L‘ex-compagne de Michel Lambin, jugé par la cour d’assises des Alpes-Maritimes pour l’assassinat d’un gardien d’école en 2002, a livré lundi 11 décembre un témoignage glaçant, narrant par le menu une dizaine de meurtres qu’elle lui attribue, l’accusant d’actes de cannibalisme, face à des jurés médusés.

« Je sais que ça va paraître incroyable, mais il bouffait des morceaux de ses victimes, avec de l’ail et du persil, et il me disait que cela n’avait rien à voir avec la viande, que c’était d’une délicatesse », a raconté Nicole Rossi devant la cour et des jurés médusés. « Malheureusement », elle y avait « eu droit, elle aussi, sans le savoir », a-t-elle précisé. D’une voix forte et dans un langage fleuri, elle a décrit son ex-compagnon, comme « le mal incarné », un « fétichiste » qui gardait toujours quelque chose de ses victimes, « si ce n’était pas la tête, c’était les pieds, et si c’était pas les pieds, c’était encore autre chose ».

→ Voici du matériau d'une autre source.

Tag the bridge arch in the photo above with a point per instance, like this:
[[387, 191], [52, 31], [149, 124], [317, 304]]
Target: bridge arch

Retraçant la carrière criminelle de Michel Lambin, 67 ans, dont elle a partagé la vie pendant un quart de siècle jusqu’en 2005 quand elle le dénonce à la police, elle est revenue sur la dizaine de meurtres qu’elle lui impute. La police a enquêté sur neuf homicides et une tentative, en lien avec Michel Lambin, commis entre 1983 et 2002. A la barre lundi matin, l’enquêteur Pierre Batty, chef de la brigade criminelle de la PJ de Nice, a évoqué l’audition de dix heures de Mme Rossi en 2009 pendant laquelle elle relate ces crimes. « En vingt ans de Crim' », il n’avait jamais entendu « un tel récit criminel », a-t-il rappelé. « Aussi incroyable que cela puisse être, l’enquête l’a confirmé », a-t-il poursuivi, mais certains faits étaient prescrits. Pierre Batty sera entendu à nouveau par la cour d’assises vendredi.

La tête de son beau-frère « cuite à la cocotte-minute »

A la barre, Nicole Rossi égrène la série de meurtres commis selon elle par Michel Lambin : le premier, celui d' »un ami à moi », dit-elle, puis celui du beau-frère de Lambin, Marcel, dont la tête, selon elle, avait été tranchée avant d’être cuite à la cocotte-minute. Puis vint le tour du « garagiste » qui avait perdu 100 000 francs au poker avec Lambin, puis du « copain du garagiste » tué « à Paris en moto », puis d' »encore un autre copain du garagiste », avant le meurtre de Walter, un ami de Christian Salmon, et enfin de Christian Salmon lui-même en 1984.

Accusé de cet homicide, Lambin, défendu alors par Me Jacques Vergès, avait été acquitté par la cour d’assises de Paris en 1986. A partir de 1993, Nicole Rossi s’établit avec Michel Lambin dans l’arrière-pays de Grasse, à Caussols. Le parcours criminel se serait poursuivi avec les meurtres d’un « jeune Arabe », Farid Errachdi, tué selon Mme Rossi d’une balle dans la nuque, puis de Robert Ludi, le gardien d’école, en 2002, à la suite d’un contrat. Nicole Rossi disculpe au passage Emile Fornasari qui comparaît aux côtés de Michel Lambin pour complicité d’assassinat. « C’était pas Emile » le commanditaire, sinon Lambin « me l’aurait dit », affirme-t-elle.

Nicole Rossi parle de la disparition de Jean-Félix Leca, « le Corse » qui « avait assisté au dépeçage du jeune Arabe et était tellement retourné que Lambin pensait qu’il parlerait s’il était arrêté ». Enfin il y a l’assassinat de Jean-Yves Guerrée en 2004, retrouvé enterré sur le terrain de Lambin, mais sans les pieds « peut-être pour pas que son fantôme revienne ». Michel Lambin a été condamné en appel à 18 ans de prison pour ce crime, la seule condamnation figurant à son casier. « Ce n’est pas un tueur à gages, c’est un tueur en série, et s’il venait à être relâché, il ne fera rien d’autre que de me découper en morceaux, vivante, il me l’a dit à Caussols », assène Nicole Rossi. Michel Lambin balaie ces accusations : « Toutes ces conneries qu’elle raconte, ça a commencé en 1982 quand elle a vu un crâne chez moi à Palaiseau, elle a commencé à dire que c’était une personne que j’avais tuée ». Le procès a débuté le 4 décembre, le verdict est attendu le 22 décembre.